Небо потемнело, упали первые крупные капли, звонко разбиваясь о листву лимонного дерева. Одна покатилась по щеке старика, по густым усам. Он высунул язык и с жадностью слизнул ее.
Учитель прильнул к лире, будто слился с нею. Темный двор наполнился веселым смехом, звоном колокольчиков. Будто школьники гонялись друг за другом на перемене, заливисто хохотали… Или птицы ранним утром проснулись в листве, сразу опьянев от солнечных лучей…
Все вокруг заслушались этими дивными звуками. Старые капитаны точно впали в забытье и вернулись во времена далекого детства. Внуки и невестки подошли ближе, разинули рты. Даже батраки бросили работу и, не обращая внимания на дождь, уселись на голой земле, вытянули шеи.
Сифакас чувствовал, как его массивное тело теряет вес и плавно взмывает в вышину… Вот он, легкий как облачко, плывет над лимонным деревом, над кипарисами. Еще ни разу в жизни не было ему так легко и радостно… Нет, один раз, пожалуй, было. Это когда вернулся он домой после восстания, вымылся, надел чистое, пошел в церковь и причастился… Да, в тот день он тоже не шагал, а будто летел на крыльях…
Звучание лиры постепенно преобразилось, стало грозным, как клекот сокола, бросающегося на добычу с высоты. Струны взывали и плакали. Капитанам вспомнилась юность, сражения, крики умирающих, женские вопли, ржание взмыленных коней.
«Или верни мне молодость, или замолчи, учитель!» – хотел было крикнуть капитан Мадакас, но лира вновь изменила тональность, зазвучала спокойнее, напевнее. И капитанам представилось, будто издалека, с моря, доносится нежная девичья песня. Или то был голос самого моря, со вздохом наползавшего на прибрежный песок? А может, эти звуки, таинственные, завораживающие, были грустным зовом рая в миг, когда душа отделяется от тела?

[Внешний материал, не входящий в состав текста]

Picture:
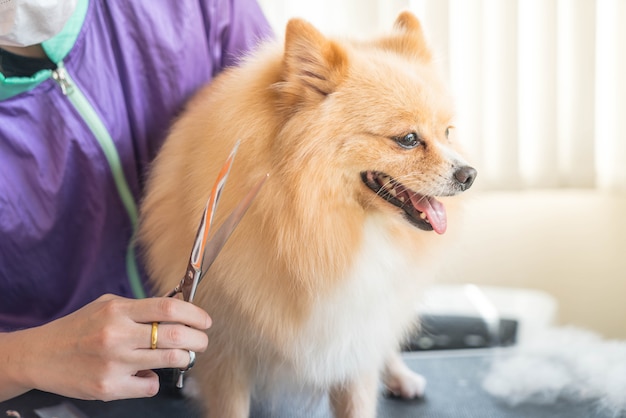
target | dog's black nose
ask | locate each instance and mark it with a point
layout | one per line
(465, 176)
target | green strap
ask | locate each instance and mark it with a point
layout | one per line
(101, 133)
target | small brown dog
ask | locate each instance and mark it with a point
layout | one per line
(319, 282)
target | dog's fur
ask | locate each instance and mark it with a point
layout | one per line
(319, 283)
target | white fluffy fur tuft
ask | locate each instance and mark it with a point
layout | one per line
(563, 363)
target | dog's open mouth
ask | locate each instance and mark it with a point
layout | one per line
(425, 212)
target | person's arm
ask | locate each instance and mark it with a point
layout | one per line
(102, 351)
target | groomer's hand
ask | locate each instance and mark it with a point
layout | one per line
(103, 351)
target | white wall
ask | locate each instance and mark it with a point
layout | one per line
(569, 243)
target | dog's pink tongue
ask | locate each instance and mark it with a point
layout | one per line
(434, 210)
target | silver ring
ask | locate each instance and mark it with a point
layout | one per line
(192, 359)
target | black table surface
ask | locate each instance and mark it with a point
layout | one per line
(454, 390)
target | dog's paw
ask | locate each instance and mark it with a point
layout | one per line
(400, 381)
(407, 385)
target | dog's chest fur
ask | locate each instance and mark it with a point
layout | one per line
(361, 322)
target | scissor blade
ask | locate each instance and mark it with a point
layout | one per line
(192, 274)
(209, 210)
(216, 243)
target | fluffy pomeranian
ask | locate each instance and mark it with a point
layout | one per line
(318, 285)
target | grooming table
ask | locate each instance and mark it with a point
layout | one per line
(454, 390)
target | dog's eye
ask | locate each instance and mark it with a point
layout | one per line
(450, 133)
(410, 140)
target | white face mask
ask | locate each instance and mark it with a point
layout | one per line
(30, 22)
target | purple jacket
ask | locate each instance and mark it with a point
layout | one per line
(75, 144)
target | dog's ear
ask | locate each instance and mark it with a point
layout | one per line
(313, 66)
(409, 38)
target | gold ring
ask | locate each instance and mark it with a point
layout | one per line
(154, 335)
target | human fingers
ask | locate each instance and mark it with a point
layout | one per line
(163, 359)
(163, 309)
(170, 336)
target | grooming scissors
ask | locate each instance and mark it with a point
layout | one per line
(204, 250)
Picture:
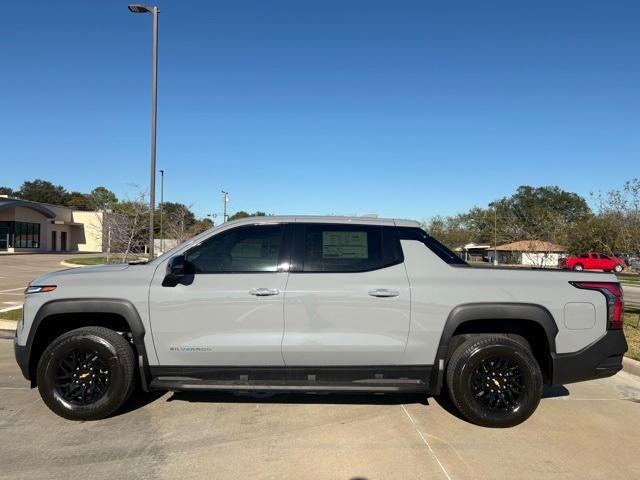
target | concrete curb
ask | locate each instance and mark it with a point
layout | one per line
(8, 328)
(631, 366)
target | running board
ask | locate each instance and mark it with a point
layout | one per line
(366, 386)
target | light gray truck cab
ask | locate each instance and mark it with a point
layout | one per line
(317, 304)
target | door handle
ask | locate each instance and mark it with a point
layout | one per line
(264, 292)
(383, 292)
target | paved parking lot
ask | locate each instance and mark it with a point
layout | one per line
(587, 430)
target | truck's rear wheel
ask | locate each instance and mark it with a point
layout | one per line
(87, 373)
(494, 380)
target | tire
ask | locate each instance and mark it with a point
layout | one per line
(108, 373)
(482, 362)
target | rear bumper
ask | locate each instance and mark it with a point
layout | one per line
(603, 358)
(22, 357)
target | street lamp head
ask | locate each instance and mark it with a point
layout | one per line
(136, 8)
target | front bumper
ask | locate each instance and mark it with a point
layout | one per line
(603, 358)
(22, 357)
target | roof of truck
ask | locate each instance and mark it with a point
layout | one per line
(326, 219)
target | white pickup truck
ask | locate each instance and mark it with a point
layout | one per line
(314, 304)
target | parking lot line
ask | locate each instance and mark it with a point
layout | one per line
(444, 470)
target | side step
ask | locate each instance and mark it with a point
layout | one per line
(368, 386)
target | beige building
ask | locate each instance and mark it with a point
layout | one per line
(27, 226)
(537, 253)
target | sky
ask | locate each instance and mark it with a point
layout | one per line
(404, 109)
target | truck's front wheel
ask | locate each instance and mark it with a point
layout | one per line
(494, 380)
(87, 373)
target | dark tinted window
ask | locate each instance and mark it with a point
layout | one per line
(348, 248)
(441, 250)
(243, 249)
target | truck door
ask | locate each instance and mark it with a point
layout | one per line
(347, 300)
(229, 312)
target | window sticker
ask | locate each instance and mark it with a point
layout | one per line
(344, 245)
(248, 248)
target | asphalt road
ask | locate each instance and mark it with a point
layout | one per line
(587, 430)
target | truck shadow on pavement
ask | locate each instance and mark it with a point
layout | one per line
(140, 399)
(549, 392)
(299, 398)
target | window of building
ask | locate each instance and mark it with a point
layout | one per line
(26, 235)
(254, 248)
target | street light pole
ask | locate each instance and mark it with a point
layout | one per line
(154, 113)
(225, 200)
(495, 236)
(161, 209)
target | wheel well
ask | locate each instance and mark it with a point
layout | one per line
(52, 326)
(532, 331)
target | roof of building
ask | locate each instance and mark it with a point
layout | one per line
(15, 202)
(531, 246)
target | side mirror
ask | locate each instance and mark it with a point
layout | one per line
(177, 266)
(177, 272)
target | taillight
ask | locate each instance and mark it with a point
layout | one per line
(615, 304)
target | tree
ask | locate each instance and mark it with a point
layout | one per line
(79, 201)
(177, 219)
(43, 191)
(102, 198)
(621, 209)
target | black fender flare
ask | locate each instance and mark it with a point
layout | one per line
(491, 311)
(121, 307)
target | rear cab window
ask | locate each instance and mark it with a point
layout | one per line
(342, 248)
(441, 250)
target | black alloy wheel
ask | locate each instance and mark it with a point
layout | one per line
(494, 379)
(498, 384)
(87, 373)
(83, 377)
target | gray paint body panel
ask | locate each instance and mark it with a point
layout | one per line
(432, 293)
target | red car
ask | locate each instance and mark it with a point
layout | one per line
(593, 261)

Учитель играл самозабвенно, увлекая своей мелодией слушателей. Старику почудилось, что музыкант растворился во тьме и осталась одна лира, рыдавшая под лимонным деревом…
Благостная улыбка озарила лицо умирающего. Его тело, ставшее облаком, зависло над миром, вот-вот прольется дождем, напоит землю, чтобы проросли новые всходы…
Вот она, смерть, подумал старик. Сейчас я увижу тебя, Господи!
Он разомкнул веки, но ничего не увидел. Вокруг было темно, и чей-то голос звал его из темноты тихо, ласково:
– Иди, Сифакас… иди… иди…
– Иду! – шепотом откликнулся старик и закрыл глаза.